Thursday, April 2, 2009

LAS VEGAS--During a tour of the Honeywell Security booth on the opening day of ISC West, Ron Rothman, president of Honeywell Security and Communications, enumerated the five things he believes manufacturers need to do to help dealers, "especially during a down economy."

"We need to help them increase their closing ratio, up the average sales price, create RMR, lower labor costs and lower attrition," he said.

"It's good for them, and it's good for us," Rothman said.

New products Honeywell was showing at its booth here help drive those five things, Rothman said. For example, Honeywell's new Wireless Asset Protection Sensors can help dealers "protect assets [from painting to expensive machinery or technology] within a home or business," something that was difficult to do previously because of high costs, complex programming or lots of labor.

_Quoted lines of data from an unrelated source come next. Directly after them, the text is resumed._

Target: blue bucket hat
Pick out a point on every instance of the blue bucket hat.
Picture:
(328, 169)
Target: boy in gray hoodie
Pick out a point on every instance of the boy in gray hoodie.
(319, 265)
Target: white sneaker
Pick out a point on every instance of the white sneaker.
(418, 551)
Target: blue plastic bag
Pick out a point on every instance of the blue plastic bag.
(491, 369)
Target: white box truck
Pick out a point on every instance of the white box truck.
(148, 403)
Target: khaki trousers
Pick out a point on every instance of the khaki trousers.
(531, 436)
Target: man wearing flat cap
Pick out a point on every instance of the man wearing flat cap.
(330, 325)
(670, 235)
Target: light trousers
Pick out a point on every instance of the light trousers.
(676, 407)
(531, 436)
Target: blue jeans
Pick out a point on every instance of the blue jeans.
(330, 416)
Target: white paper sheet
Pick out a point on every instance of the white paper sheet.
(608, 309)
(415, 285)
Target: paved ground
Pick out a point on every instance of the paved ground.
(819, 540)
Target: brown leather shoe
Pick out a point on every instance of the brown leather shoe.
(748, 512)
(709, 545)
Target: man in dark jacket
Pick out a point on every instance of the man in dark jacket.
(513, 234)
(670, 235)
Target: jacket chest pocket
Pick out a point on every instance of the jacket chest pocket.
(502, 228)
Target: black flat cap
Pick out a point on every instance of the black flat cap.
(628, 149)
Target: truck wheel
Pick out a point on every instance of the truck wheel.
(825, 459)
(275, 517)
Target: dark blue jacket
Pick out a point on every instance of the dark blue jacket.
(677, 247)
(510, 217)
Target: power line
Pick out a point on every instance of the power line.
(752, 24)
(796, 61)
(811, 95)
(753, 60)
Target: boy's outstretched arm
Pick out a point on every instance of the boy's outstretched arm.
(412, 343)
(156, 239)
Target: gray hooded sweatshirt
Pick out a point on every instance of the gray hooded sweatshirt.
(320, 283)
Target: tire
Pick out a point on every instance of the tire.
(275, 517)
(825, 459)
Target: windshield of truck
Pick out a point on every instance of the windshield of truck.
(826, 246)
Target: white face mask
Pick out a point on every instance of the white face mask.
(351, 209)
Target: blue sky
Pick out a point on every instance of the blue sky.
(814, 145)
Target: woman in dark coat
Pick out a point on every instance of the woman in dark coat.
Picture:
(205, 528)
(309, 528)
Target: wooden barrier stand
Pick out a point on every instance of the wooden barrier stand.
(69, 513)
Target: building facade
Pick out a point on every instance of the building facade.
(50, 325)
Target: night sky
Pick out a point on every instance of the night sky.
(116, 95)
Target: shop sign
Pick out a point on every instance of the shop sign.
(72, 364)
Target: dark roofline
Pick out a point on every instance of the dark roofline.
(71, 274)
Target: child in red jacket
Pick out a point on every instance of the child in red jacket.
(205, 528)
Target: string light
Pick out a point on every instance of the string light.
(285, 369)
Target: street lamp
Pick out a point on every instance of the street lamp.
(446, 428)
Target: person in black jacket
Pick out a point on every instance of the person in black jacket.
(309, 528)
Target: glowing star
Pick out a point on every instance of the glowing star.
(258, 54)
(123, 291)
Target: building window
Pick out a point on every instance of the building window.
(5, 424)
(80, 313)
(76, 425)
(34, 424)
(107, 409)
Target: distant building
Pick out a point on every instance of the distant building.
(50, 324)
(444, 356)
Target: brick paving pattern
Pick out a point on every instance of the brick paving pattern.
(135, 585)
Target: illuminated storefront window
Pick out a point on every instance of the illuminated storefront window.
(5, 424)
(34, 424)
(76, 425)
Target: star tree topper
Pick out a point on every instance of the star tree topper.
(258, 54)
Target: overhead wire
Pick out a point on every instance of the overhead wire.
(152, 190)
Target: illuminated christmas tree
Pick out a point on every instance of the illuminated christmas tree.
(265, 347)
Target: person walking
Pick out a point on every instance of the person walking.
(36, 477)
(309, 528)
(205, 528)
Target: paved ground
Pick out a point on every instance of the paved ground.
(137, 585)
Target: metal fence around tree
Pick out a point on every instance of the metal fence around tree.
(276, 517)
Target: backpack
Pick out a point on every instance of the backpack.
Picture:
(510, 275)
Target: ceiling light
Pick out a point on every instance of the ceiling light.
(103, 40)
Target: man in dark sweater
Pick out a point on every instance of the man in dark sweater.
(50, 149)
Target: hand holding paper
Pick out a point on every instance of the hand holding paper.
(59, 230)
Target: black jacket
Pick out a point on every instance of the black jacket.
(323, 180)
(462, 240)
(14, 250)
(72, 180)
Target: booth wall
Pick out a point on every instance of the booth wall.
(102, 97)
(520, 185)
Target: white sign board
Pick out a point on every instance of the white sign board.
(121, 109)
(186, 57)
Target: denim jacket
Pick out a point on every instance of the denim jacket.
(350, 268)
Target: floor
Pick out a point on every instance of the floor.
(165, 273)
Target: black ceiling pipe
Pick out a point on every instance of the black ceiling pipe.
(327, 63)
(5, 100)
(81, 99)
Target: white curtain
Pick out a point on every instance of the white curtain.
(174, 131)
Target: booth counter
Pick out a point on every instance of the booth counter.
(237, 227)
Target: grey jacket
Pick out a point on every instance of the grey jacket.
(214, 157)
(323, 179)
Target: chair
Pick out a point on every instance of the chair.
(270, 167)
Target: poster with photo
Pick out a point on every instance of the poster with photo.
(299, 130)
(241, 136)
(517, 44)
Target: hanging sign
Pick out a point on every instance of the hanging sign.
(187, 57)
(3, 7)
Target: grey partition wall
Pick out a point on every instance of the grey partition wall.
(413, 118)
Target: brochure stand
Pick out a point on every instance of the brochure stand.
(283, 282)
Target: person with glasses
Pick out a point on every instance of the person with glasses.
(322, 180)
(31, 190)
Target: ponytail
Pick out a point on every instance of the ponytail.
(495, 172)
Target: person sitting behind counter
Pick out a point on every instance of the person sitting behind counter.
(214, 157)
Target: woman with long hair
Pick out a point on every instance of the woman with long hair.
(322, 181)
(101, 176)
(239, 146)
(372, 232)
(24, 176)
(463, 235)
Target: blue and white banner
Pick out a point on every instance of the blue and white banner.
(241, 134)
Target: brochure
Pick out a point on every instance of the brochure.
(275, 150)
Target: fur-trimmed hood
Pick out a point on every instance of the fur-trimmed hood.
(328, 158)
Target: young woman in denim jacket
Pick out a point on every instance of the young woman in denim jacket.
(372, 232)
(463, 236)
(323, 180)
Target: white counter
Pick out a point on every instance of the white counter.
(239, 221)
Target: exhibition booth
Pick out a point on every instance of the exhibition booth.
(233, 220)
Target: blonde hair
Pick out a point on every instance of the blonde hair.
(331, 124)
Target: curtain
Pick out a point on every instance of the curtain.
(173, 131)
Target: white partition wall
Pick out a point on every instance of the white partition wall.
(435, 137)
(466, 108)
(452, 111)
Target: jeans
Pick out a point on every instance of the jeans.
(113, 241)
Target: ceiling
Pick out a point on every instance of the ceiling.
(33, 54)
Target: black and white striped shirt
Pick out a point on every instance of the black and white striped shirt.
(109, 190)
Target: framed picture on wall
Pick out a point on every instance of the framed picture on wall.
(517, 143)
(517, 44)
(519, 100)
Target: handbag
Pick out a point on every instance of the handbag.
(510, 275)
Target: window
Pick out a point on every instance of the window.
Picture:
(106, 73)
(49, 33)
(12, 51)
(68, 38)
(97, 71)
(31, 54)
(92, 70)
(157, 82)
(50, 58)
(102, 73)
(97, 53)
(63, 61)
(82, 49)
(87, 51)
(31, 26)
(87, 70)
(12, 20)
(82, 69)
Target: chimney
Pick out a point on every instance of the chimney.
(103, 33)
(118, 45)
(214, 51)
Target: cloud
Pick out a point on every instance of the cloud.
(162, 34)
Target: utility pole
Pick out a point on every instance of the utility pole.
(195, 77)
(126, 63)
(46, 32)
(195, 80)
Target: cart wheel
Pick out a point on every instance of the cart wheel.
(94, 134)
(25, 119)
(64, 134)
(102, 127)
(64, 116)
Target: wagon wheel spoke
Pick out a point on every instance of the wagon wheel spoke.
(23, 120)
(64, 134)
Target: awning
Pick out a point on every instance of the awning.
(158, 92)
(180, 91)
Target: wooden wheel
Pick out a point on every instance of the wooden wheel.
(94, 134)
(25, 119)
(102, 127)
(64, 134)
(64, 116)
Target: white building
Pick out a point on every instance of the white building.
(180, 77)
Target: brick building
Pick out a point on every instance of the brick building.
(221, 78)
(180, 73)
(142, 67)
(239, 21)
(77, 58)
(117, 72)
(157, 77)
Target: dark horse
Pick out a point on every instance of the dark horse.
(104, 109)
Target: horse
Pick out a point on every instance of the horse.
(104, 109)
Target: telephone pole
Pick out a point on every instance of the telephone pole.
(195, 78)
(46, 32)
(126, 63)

The wireless sensors are easy to program and install. A sensor can be affixed to a certain object and programmed so an alert is sent when it is moved or opened, using the same accelerometer technology found in the popular Wii video game. Further, because some objects (a painting for example) should never be moved, the sensor can easily be programmed to be more sensitive than a sensor placed on office equipment, which would be moved for cleaning. 

In addition, when a sensor detects movement or an opening, "it may not be an alarm, it may be awareness. The beauty of it, is that you can decide whether it should be an alarm or awareness," Rothman said. "If you're getting water in your basement, you want to know about it, but you don't want to call the police."

These products, along with new color touchpads, are part of Honeywell's Total Connect products that enable home and business owners to use the Internet, PDA and cellphone to receive alerts and take actions. It can also be integrated with video systems.

"It gets people using their security systems more, which feeds into those five things," he said. When they're using their systems, they're paying their bills. And that lowers attrition.

"It's good for dealers and it's good for us," he reiterated.